La révolution contemporaine naîtra d’un fondement politique «différent» ne s’inspirant ni du libéralisme ni du communisme.
«Aujourd’hui, les formes d’accumulations primitives se dessinent non seulement sur les termes mais sur à peu près tout», remarque Pierre Dardot. «Sur le vivant comme sur les connaissances». Le philosophe et enseignant envisage «le choix collectif» comme un «objet de partage». Observation majeure, «les entreprises se jettent sur tout ce qui peut se transformer en brevets, en dividendes, en copyrights, en droits de péage». Voilà que l’ensemble de la classe politique lutte maintenant contre la mécanique de privatisation dans une multitude de secteurs. «Ils ont fait le rapprochement avec la privatisation telle qu’elle se définissait au XVème Siècle en Angleterre», poursuit Christian Laval.

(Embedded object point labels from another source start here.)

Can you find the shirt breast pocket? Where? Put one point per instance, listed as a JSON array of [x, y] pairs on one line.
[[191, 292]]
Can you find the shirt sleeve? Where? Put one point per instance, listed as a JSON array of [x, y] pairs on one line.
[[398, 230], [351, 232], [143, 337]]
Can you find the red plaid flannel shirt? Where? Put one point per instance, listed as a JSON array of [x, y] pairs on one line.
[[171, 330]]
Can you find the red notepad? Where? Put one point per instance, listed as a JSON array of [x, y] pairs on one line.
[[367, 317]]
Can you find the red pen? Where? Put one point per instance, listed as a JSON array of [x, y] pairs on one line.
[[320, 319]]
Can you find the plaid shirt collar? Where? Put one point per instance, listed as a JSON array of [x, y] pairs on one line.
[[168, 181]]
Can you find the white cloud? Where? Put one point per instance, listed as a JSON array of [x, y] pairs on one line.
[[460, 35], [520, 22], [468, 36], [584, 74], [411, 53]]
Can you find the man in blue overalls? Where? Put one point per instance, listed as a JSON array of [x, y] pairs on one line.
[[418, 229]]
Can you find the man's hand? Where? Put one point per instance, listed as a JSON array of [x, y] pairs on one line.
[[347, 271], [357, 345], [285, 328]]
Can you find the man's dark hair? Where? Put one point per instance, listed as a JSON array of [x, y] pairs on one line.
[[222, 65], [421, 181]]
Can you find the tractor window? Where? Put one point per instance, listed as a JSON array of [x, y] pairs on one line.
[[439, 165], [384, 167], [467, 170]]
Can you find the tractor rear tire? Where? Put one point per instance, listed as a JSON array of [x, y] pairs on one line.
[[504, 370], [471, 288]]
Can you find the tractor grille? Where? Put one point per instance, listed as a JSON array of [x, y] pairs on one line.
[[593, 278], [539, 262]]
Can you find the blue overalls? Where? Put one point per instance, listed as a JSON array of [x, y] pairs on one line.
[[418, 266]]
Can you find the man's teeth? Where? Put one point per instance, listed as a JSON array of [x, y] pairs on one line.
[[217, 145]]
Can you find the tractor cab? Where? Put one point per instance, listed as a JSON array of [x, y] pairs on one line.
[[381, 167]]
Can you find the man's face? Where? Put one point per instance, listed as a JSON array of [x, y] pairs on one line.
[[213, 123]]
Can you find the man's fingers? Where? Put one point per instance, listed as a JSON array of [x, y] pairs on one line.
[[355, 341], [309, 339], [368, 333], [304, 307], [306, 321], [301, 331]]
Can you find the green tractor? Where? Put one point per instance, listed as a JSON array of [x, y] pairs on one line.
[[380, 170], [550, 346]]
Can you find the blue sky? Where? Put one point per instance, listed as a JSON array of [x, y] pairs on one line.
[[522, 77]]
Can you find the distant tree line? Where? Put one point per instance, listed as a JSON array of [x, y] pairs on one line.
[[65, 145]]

Le sociologue confirme cette nouvelle tendance à l‘«accumulation primitive», si proche des «enclosures» de Marx (notamment dans le cadre de «la scène primitive» définissant le capitalisme français). Ici et maintenant intervient le «commun», une notion émergente de la politique contemporaine cherchant à se détacher des valeurs libérales comme de «l’appropriation privée».
Le commun n’est donc pas une voie libérale, ni communiste, mais la recherche d’un fondement politique «différent» suggérant la base d’une réflexion plus adaptée à la période. Le «commun» s’envisage comme le fruit d’un volonté collective à agir pour s’extraire des griffes du capitalisme vers un processus plus fédérateur, plus sain, soutenant l’impulsion de la propriété publique sur une base tout d’abord régionale, puis nationale, pour s’étendre au partage universel du bien «commun» ou «global sharing».
Le mouvement du «commun» permettrait «une configuration politique nouvelle» composée de militants, d’internautes, de citoyens, parmi d’autres acteurs de la société civile.
«Tourner le dos au communisme d’État durant l’histoire impose un barrage indispensable à la nostalgie qui pourrait ressurgir en période d’instabilité mondiale». Les deux experts incitent politiques et citoyens «à regarder devant» pour donner une valeur aux nouvelles formes de «commun» émergeant des luttes et des divers conflits actuels, à une échelle planétaire. L’expérience sur les premières années du XXIème Siècle démontre que le néolibéralisme ne se présente pas non plus (au même titre que le communisme) comme la solution idéale car il s’impose en «unique pensée d’action», d’après les deux observateurs. Le mouvement du «commun» permettrait «une configuration politique nouvelle» composée de militants, d’internautes, de citoyens, parmi d’autres acteurs de la société civile.
Des décisions communes au profit d’une propriété et d’une notion de partage universel, en cela réside le principal objectif du «commun». La consommation d’eau, par exemple, un mouvement instantané, un bien commun sur volonté du peuple. La mise en place de «structures participatives» pourraient être prises en charge par des «collectifs sociaux». Le «commun» fonctionnerait alors sur le principe d’un «autogouvernement», racine d’une nouvelle «décision collective» désignant les biens communs.
L’homme est bien d’autres choses qu’un matricule destiné au gaspillage, à la surconsommation. Chaque force, chaque pratique permettant de développer une nouvelle forme de coopération universelle représente un progrès, une marche évolutive sur la trajectoire d’un axe puissant, la démocratie citoyenne participative. Autrement dit, co-décisionnelle. Continuer de s’interroger sur le rôle du gouvernement par le biais d’une mise en valeur plus prononcée des collectivités, d’alliances logiques autour de nouvelles articulations, un concept inspiré des mécaniques du fédéralisme, ou plutôt «double fédération». Premièrement, socio-économique, puis, en second lieu, territoriale et politique, vers une humanité plus coopérative.
Le temps presse. Selon les regards croisés du philosophe et du sociologue, il devient urgent désormais d’exploiter la somme de toutes les insurrections et des revendications, à bon escient, en les métamorphosant en principes cohérents. Une politique tournée vers l’action citoyenne telle une note innovante de civisme et d’intelligence dans un monde contemporain, expérimenté et averti.